Un bug du runtime Bun (oven-sh/bun#28001) fait que les cartes sources sont incluses dans les builds de production même lorsqu'elles ne devraient pas l'être. Comme Claude Code utilise Bun comme outil de build, ce bug a fait que le fichier .map a été expédié avec le package npm. Quiconque inspectait le package pouvait lire le code source complet et non minifié.

Cette fuite affecte-t-elle les utilisateurs de l'API Claude ?

Non. La fuite a exposé le code source de l'outil CLI Claude Code, pas l'API Claude elle-même. Les clés API, les données utilisateur et les poids du modèle n'étaient pas impliqués. Les utilisateurs de l'API Claude peuvent continuer à utiliser l'API normalement. Les mécanismes anti-distillation révélés sont spécifiques au pipeline de requêtes de Claude Code.

Dois-je m'inquiéter de la détection de frustration dans mes outils de codage IA ?

Cela dépend de votre niveau de confort. Claude Code utilise des expressions régulières pour détecter la frustration de l'utilisateur (grossièretés, langage émotionnel) dans les prompts. C'est plus rapide et moins cher qu'une analyse de sentiment basée sur LLM. Les données semblent être utilisées pour l'amélioration du produit, et non partagées en externe. D'autres outils IA peuvent avoir des fonctionnalités similaires sans les divulguer.

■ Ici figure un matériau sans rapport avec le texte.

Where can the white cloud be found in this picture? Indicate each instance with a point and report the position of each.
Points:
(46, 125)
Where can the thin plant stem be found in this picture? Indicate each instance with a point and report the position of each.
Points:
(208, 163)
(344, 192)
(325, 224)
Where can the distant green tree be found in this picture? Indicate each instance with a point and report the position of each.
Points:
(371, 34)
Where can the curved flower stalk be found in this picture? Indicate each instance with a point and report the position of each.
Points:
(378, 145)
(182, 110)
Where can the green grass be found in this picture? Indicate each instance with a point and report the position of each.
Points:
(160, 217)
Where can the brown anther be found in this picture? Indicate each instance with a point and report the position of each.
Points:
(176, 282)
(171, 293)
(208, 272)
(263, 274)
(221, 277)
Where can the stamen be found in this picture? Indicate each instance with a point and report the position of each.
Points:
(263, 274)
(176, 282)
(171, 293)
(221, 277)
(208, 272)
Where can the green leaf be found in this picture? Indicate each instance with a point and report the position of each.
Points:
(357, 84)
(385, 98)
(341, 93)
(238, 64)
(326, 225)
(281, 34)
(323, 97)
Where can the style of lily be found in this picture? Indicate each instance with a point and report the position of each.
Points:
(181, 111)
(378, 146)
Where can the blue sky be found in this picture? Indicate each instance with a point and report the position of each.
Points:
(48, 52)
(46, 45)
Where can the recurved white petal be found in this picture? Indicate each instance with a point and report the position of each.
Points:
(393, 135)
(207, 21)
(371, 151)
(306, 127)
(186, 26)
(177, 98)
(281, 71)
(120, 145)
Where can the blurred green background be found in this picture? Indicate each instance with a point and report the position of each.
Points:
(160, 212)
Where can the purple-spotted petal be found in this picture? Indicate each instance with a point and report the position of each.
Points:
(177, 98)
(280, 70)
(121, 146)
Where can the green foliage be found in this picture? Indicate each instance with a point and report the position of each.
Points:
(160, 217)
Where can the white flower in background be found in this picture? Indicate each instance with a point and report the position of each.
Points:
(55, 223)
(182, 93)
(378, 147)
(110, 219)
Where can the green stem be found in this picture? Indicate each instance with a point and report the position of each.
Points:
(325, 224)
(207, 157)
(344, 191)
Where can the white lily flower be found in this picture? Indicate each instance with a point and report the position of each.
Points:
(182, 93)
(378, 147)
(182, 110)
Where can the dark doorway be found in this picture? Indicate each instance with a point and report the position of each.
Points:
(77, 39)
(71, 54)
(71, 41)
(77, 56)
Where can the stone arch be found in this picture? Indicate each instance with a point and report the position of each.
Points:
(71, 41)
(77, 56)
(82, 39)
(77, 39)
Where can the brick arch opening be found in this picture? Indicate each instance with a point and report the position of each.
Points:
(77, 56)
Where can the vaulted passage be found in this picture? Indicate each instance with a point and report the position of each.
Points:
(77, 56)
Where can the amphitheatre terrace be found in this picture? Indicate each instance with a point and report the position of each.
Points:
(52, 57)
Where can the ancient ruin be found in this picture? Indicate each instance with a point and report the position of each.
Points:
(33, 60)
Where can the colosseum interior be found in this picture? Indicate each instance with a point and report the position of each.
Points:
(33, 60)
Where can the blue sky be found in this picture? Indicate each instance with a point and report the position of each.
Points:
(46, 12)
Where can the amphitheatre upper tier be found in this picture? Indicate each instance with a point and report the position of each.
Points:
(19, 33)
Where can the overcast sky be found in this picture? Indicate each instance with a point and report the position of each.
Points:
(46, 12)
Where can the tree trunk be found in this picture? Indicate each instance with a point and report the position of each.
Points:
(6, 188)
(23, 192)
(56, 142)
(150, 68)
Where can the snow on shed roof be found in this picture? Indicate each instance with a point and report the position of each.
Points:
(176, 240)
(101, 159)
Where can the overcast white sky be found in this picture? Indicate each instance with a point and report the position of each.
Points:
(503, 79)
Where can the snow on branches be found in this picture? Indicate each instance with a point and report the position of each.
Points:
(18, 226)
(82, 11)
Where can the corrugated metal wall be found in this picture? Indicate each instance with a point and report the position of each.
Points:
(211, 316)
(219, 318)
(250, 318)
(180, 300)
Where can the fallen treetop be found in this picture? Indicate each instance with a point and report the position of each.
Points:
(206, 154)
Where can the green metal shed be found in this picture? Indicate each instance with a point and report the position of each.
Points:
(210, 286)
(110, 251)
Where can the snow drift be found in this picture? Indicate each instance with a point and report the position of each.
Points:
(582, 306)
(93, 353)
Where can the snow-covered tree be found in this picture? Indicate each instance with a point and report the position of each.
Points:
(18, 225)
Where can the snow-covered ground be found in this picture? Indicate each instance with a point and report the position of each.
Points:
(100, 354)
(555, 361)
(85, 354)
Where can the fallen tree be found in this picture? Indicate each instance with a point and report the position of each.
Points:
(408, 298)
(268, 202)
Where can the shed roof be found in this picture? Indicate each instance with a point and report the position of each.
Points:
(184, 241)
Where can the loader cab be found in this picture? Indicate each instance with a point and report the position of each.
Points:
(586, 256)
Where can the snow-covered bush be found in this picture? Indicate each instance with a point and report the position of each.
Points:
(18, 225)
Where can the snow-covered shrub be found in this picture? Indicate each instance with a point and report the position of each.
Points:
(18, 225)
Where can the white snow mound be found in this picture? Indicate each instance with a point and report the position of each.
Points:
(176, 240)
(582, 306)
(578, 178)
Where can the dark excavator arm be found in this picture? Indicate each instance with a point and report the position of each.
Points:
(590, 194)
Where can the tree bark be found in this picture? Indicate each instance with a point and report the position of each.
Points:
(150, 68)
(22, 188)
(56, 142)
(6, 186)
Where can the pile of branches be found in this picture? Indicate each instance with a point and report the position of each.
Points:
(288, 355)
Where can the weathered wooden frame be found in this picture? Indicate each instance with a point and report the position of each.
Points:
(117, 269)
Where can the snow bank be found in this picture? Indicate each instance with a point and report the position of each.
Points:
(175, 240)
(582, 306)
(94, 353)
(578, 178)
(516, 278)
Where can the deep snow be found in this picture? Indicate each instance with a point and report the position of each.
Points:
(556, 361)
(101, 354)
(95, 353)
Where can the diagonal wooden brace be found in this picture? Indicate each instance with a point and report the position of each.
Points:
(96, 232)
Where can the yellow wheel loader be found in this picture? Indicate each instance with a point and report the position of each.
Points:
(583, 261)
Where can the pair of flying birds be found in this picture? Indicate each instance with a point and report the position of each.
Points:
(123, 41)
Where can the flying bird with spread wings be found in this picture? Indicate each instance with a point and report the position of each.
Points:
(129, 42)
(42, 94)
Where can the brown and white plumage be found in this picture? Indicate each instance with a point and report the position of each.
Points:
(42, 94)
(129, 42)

Quel est le lien avec l'attaque npm d'Axios le même jour ?

Les deux événements se sont produits le 31 mars 2026, mais ils sont sans rapport. L'attaque d'Axios était un compromis délibéré de la chaîne d'approvisionnement par des hackers parrainés par l'État. La fuite de Claude Code était une erreur de configuration de build accidentelle. Ensemble, ils ont intensifié l'examen de la sécurité des packages npm et la confiance que les développeurs accordent aux outils distribués via les registres de packages.

Points clés à retenir

Comprendre le fonctionnement interne de vos outils de codage IA vous aide à prendre de meilleures décisions concernant la confiance, la confidentialité et la conception des flux de travail. Pour les équipes API, la leçon clé est que vos outils de développement font partie de votre surface de sécurité. Choisissez des outils que vous pouvez vérifier et construisez des flux de travail qui restent cohérents, que ce soit un humain ou un agent IA qui apporte le prochain changement.